Model Overview
The chenyongxi/Qwen2.5-1.5B-DPO-1.5B is a 1.5 billion parameter language model, fine-tuned from an unspecified base Qwen2.5 model. It was trained using Direct Preference Optimization (DPO), a method that aligns language model outputs with human preferences by treating the preference data as implicit reward signals. The training utilized the BAAI/Infinity-Preference dataset and the TRL (Transformers Reinforcement Learning) library.
Key Capabilities
- Preference Alignment: Optimized through DPO to generate responses that are aligned with human preferences, making it suitable for conversational AI and interactive applications.

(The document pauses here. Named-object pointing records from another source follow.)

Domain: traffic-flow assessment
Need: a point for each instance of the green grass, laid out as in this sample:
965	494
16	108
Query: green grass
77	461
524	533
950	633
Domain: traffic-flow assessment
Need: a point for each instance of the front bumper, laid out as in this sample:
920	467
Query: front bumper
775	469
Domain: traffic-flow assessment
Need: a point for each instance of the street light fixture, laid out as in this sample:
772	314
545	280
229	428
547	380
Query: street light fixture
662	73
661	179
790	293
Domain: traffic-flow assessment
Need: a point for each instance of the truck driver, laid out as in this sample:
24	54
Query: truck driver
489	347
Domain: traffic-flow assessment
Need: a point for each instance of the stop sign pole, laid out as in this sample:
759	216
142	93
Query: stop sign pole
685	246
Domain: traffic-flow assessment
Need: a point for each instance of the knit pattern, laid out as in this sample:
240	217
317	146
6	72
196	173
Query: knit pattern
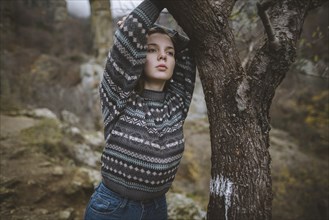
143	133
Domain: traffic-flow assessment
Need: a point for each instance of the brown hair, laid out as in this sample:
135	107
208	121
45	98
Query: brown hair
139	88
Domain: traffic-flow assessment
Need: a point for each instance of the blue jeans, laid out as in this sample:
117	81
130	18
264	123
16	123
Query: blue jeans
108	205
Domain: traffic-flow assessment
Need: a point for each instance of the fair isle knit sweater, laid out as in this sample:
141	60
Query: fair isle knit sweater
143	132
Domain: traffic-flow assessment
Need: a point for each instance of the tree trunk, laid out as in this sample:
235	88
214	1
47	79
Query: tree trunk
238	100
101	27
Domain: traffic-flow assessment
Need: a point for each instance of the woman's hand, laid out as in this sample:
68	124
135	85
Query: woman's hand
120	22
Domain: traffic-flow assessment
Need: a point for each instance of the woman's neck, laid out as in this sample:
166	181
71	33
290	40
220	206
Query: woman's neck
154	85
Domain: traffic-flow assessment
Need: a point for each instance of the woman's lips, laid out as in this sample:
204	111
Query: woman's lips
161	67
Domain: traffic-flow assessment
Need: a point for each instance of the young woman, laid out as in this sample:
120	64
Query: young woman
145	94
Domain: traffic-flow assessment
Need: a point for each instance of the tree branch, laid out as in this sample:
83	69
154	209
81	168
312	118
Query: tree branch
261	9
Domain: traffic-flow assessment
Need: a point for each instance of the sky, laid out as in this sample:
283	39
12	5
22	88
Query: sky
81	8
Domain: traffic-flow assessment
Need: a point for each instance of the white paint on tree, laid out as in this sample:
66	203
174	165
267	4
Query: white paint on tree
223	187
241	95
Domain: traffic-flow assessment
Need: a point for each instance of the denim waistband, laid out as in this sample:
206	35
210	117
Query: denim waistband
117	195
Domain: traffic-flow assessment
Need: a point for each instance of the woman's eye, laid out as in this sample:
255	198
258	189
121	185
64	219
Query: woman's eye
151	50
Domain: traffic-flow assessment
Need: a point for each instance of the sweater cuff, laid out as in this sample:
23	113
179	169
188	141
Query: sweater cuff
158	4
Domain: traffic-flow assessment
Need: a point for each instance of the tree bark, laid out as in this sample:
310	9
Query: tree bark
101	27
238	100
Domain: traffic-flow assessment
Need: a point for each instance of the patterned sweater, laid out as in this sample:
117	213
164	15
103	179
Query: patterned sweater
143	133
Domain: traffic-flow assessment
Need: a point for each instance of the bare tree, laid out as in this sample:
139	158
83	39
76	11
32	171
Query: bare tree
101	26
239	98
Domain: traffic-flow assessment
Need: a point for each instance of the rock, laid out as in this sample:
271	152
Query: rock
42	113
58	171
83	178
182	207
94	140
84	154
90	74
41	211
69	118
10	126
66	214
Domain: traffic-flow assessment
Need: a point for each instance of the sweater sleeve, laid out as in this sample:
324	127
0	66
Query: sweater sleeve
125	61
182	83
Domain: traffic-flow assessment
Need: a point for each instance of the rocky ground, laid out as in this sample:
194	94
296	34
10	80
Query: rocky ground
49	169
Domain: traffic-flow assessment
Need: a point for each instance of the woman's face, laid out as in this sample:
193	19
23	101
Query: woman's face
160	61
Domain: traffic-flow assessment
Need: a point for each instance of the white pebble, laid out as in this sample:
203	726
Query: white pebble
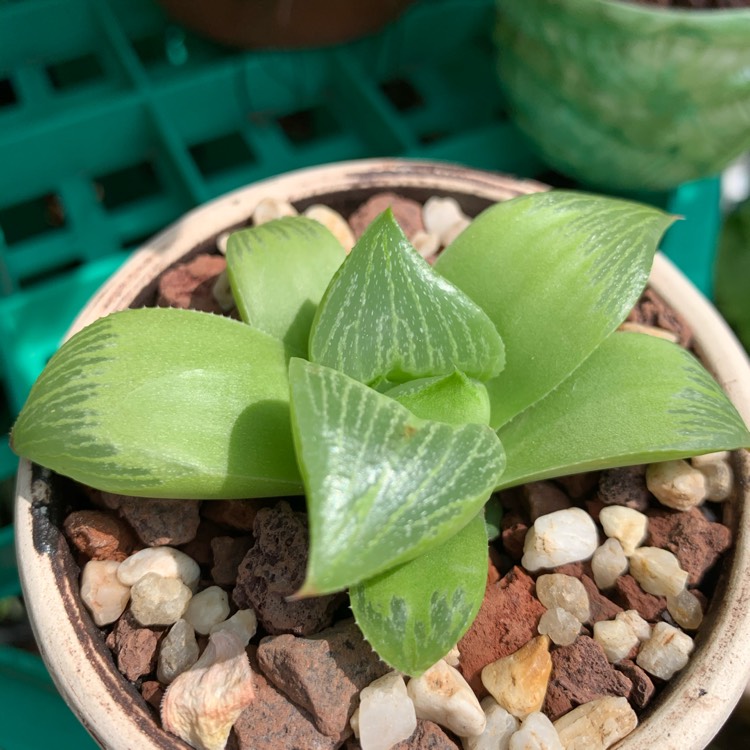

- Text Generation: Capable of generating coherent and contextually relevant text based on given prompts.
- Long Context Understanding: Supports a context length of 32768 tokens, allowing it to process and generate text for longer inputs.
Training Details
The model's training procedure involved:
- Methodology: Direct Preference Optimization (DPO), as detailed in the paper "Direct Preference Optimization: Your Language Model is Secretly a Reward Model" (arXiv:2305.18290).
- Dataset: Fine-tuned on the
BAAI/Infinity-Preference dataset. - Frameworks: Developed using TRL (version 0.28.0.dev0), Transformers (version 4.56.2), Pytorch (version 2.8.0+cu128), Datasets (version 3.0.0), and Tokenizers (version 0.22.2).
Good For
- Applications requiring preference-aligned text generation.
- Conversational agents and chatbots where response quality and human-likeness are important.
- Tasks benefiting from a model trained with DPO for improved output quality.